CUNEO - 'Io c'ero quando Gino Bartali vinse il Tour e salvò l'Italia dalla rivoluzione'

Tra gli ospiti più applauditi alla presentazione della Cuneo-Pinerolo Vittorio Seghezzi: classe 1924, è l'ultimo superstite della tappa che nel 1949 consacrò il mito di Fausto Coppi

Andrea Dalmasso 06/04/2019 00:12

Nato nel 1924, lucidità e spirito da far invidia a tanti giovani. Vittorio Seghezzi, bergamasco di Romano Lombardo, è stato tra gli ospiti più applauditi durante la presentazione della Cuneo-Pinerolo, dodicesima tappa del Giro d'Italia 2019, presso l'auditorium “Varco” di Cuneo. Seghezzi era alla partenza della Cuneo-Pinerolo il 10 giugno del 1949, il giorno in cui Fausto Coppi da campione si trasformò in mito: quel giorno il “Campionissimo” realizzò un capolavoro sportivo di proporzioni epocali arrivando al traguardo con 12 minuti di vantaggio su Gino Bartali e 19 su Alfredo Martini, dopo una fuga i limiti dell'umano lunga 192 km. Vittorio Seghezzi è l'unico corridore ancora in vita tra quelli che quel mattino partirono da Cuneo.
 
Ricorda quel giorno con sorprendente lucidità, il novantacinquenne lombardo, che lungo le prime rampe del colle della Maddalena era già in fuga insieme a Bartali, Coppi e alla maglia rosa Adolfo Leoni. Fu lì che il “Campionissimo” si alzò sui pedali e se ne andò verso la leggenda. Racconta Seghezzi: “Quando lo vidi alzarsi sui pedali gli dissi: 'Ma dove vai? Resta qui, che da solo farai più fatica!'. Mi rispose: 'Vado'. La realtà è che quando Fausto partiva non potevi fare altro che salutarlo. Era un Dio, lo è stato anche per me”. I ricordi che legano l'ex ciclista lombardo a Coppi sono molti: “Lui si sposò a Sestri, io a Loano, in Liguria spesso ci allenavamo insieme. Ero più in confidenza con lui rispetto a quanto non lo fossi con Bartali. La sua morte prematura mi fece molto male. Mi rende triste in generale pensare che i miei compagni di quegli anni sono tutti morti”.
 
Seghezzi, che oggi vive a Castelletto Ticino sul lago Maggiore, ha però ricordi legati anche a Gino Bartali, di cui era gregario al Tour del '48: “L'Italia era sull'orlo di una rivoluzione dopo l'attentato a Palmiro Togliatti, ricordo benissimo quando i Ministri (Giuseppe Pella e Pietro Campilli, ndr) vennero a raccomandarsi con Gino: una sua vittoria avrebbe potuto “salvare” il paese.
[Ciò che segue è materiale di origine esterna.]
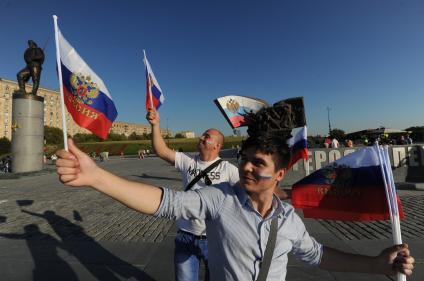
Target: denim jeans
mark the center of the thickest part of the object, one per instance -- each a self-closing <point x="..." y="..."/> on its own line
<point x="187" y="255"/>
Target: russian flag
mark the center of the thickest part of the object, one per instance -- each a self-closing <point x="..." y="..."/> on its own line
<point x="235" y="107"/>
<point x="85" y="95"/>
<point x="351" y="188"/>
<point x="154" y="96"/>
<point x="299" y="146"/>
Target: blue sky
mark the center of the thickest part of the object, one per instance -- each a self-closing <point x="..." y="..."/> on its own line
<point x="364" y="59"/>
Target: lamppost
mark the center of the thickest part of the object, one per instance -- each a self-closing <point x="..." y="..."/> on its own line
<point x="329" y="124"/>
<point x="167" y="131"/>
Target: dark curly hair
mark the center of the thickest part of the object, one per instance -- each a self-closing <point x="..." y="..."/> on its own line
<point x="269" y="129"/>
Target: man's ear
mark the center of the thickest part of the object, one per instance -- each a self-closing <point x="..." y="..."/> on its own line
<point x="280" y="174"/>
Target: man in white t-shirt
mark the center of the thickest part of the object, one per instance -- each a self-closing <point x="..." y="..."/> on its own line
<point x="191" y="243"/>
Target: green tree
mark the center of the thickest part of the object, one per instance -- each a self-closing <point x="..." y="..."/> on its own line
<point x="133" y="136"/>
<point x="5" y="145"/>
<point x="53" y="135"/>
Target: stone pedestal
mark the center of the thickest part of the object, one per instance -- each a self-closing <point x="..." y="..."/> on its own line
<point x="27" y="133"/>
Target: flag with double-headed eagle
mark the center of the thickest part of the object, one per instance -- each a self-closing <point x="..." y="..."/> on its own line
<point x="85" y="95"/>
<point x="154" y="95"/>
<point x="235" y="107"/>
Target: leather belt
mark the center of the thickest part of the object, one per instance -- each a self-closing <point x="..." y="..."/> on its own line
<point x="197" y="237"/>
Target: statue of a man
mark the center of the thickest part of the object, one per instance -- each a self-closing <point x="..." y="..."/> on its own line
<point x="34" y="57"/>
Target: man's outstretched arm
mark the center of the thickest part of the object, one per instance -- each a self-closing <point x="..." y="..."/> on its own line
<point x="75" y="168"/>
<point x="389" y="261"/>
<point x="158" y="143"/>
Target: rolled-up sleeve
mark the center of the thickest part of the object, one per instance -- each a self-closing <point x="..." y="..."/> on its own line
<point x="192" y="204"/>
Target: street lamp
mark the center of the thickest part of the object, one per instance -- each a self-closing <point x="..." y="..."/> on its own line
<point x="167" y="131"/>
<point x="329" y="124"/>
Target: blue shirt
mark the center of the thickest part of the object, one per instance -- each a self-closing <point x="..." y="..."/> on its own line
<point x="237" y="233"/>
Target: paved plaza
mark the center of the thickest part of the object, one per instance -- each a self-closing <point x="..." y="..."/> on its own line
<point x="52" y="232"/>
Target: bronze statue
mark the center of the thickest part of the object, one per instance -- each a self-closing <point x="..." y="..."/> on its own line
<point x="34" y="57"/>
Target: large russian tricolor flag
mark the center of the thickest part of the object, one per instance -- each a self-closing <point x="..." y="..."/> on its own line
<point x="299" y="146"/>
<point x="85" y="95"/>
<point x="351" y="188"/>
<point x="154" y="95"/>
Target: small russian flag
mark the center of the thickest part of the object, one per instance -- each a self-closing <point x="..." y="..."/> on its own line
<point x="154" y="96"/>
<point x="299" y="146"/>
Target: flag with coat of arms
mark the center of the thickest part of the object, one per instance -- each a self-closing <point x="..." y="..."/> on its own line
<point x="85" y="95"/>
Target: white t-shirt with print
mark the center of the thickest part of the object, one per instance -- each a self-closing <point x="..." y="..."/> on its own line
<point x="190" y="166"/>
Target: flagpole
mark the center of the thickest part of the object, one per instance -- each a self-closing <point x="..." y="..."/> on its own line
<point x="391" y="199"/>
<point x="59" y="72"/>
<point x="148" y="80"/>
<point x="306" y="162"/>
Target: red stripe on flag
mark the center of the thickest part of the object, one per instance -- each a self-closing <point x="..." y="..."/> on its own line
<point x="343" y="203"/>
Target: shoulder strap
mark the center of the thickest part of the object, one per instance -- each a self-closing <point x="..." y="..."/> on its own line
<point x="202" y="174"/>
<point x="270" y="246"/>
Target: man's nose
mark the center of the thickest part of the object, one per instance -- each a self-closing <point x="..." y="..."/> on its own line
<point x="246" y="166"/>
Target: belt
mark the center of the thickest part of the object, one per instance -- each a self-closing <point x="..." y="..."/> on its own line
<point x="197" y="237"/>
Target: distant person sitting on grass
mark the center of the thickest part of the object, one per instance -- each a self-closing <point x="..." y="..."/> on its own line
<point x="239" y="217"/>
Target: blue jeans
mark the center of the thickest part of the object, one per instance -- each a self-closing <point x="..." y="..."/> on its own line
<point x="187" y="255"/>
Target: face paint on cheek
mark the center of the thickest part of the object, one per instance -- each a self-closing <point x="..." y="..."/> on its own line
<point x="264" y="176"/>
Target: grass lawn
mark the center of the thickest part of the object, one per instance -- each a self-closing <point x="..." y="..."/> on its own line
<point x="131" y="147"/>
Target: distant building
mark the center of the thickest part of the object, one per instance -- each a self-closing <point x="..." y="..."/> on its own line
<point x="188" y="134"/>
<point x="376" y="133"/>
<point x="53" y="115"/>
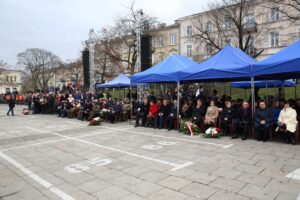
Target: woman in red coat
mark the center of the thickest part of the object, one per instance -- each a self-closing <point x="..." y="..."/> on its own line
<point x="153" y="109"/>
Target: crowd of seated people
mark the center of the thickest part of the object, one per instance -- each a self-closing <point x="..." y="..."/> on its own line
<point x="233" y="117"/>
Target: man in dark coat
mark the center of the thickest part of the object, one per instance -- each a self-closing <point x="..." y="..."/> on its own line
<point x="11" y="104"/>
<point x="242" y="121"/>
<point x="142" y="111"/>
<point x="172" y="115"/>
<point x="262" y="121"/>
<point x="163" y="113"/>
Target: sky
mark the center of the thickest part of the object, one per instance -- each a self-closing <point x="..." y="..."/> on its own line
<point x="61" y="26"/>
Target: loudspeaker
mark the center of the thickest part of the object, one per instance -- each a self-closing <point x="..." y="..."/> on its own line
<point x="146" y="52"/>
<point x="86" y="68"/>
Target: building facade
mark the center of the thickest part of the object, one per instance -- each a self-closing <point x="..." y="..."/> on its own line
<point x="10" y="81"/>
<point x="165" y="41"/>
<point x="270" y="31"/>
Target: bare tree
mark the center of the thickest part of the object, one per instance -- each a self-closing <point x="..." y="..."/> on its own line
<point x="41" y="65"/>
<point x="289" y="8"/>
<point x="122" y="36"/>
<point x="228" y="22"/>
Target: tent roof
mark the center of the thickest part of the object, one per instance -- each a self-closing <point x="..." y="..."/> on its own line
<point x="263" y="84"/>
<point x="227" y="64"/>
<point x="169" y="70"/>
<point x="120" y="81"/>
<point x="283" y="64"/>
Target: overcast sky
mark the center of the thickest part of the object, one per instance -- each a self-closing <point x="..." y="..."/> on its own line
<point x="60" y="26"/>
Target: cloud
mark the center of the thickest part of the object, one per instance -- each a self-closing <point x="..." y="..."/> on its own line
<point x="61" y="25"/>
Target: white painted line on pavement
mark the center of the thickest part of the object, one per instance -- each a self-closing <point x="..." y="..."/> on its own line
<point x="294" y="175"/>
<point x="175" y="165"/>
<point x="225" y="146"/>
<point x="37" y="178"/>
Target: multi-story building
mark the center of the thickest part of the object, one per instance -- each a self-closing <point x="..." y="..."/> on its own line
<point x="10" y="81"/>
<point x="268" y="28"/>
<point x="165" y="41"/>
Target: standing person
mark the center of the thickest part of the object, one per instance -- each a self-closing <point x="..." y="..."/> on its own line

Eravamo a Cannes quando ci giunse la notizia dell'attentato. Io ero pronto a combattere, avevo ancora in casa le armi di quando ero partigiano. Ma Gino vinse il Tour e in Italia le acque si calmarono. Tengo molto a ricordare quei giorni”. I ricordi di Seghezzi vanno anche più indietro negli anni, vanno a quella Resistenza alla quale, come già anticipato, partecipò attivamente da partigiano - così come altri ciclisti, come lo stesso Bartali e come Settimio Simonini - tesserato per il Comitato di Liberazione Nazionale: “Facevo la staffetta, trasportavo corrispondenza in bicicletta. Non sono un eroe, ma sono contento di aver contribuito a salvare qualche vita”.
 
I ricordi di Seghezzi sono nitidi, dettagliati. Come si arriva così a 95 anni? Il lombardo non ha dubbi: “I segreti sono tre: non fumare, mangiare solo il necessario e fare l'amore solo con la propria moglie!”. Quando gli si chiede un commento sul ciclismo moderno, invece, taglia corto: “No comment”.  
 
Sul palco dell'auditorium cuneese Seghezzi, tra ricordi e riflessioni, ha divertito e fatto riflettere il pubblico, “duettando” anche con Mario Cipollini, “bacchettato” simpaticamente per la sua fama da donnaiolo. L'ex gregario di Gino Bartali sarà a Cuneo il prossimo 23 maggio per la partenza della Cuneo-Pinerolo, a settant'anni da quel giorno in cui si ritrovò ad essere testimone oculare di una pagina storica del ciclismo italiano e mondiale.